Pilocytic astrocytomas (PAs) are seemingly innocuous and benign tumors. However, in recent times, many case series have documented high rates of hemorrhage in these neoplasms. We hereby provide a detailed analysis on hemorrhagic pilocytic astrocytomas (HPA) in adults and report one such case managed at our institute. In addition, salient differences between adult and pediatric hemorrhagic PA have been briefed. Hospital records were retrieved for our case. Literature review was conducted by searching online databases for the following keywords-pilocytic astrocytoma, hemorrhage, cranial, pediatric, and adults. A 22-year-old male with neurofibromatosis-1 presented with sudden onset headache and vomiting of 3-day duration. Imaging revealed a lobulated suprasellar lesion with obstructive hydrocephalus. Pterional transsylvian approach and subtotal resection were performed. Histopathology showed features of PA with bleed. Including current report, a total of 26 cases have been reported. Mean age was 37 years (21-75 years) and they are mostly found in the third decade. The male:female ratio was 2.1:1. Sudden headache with vomiting was the most common symptoms.
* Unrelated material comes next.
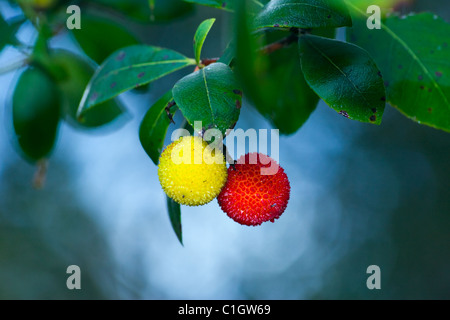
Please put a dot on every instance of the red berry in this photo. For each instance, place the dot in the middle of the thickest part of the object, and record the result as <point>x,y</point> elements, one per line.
<point>251,198</point>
Tumors were mostly located in cerebral hemispheres (n = 9/34.6%), hypothalamus/suprasellar region (n = 7/27%), and cerebellum (n = 6/23%). Two-thirds underwent gross total excision. There were two deaths and except one case, no recurrences were reported in those with available follow-ups. Hemorrhagic presentation of a PA is rare, although more commonly seen in adults and most commonly located in cerebral hemispheres. Maximal safe resection is the standard treatment and recurrences are rare.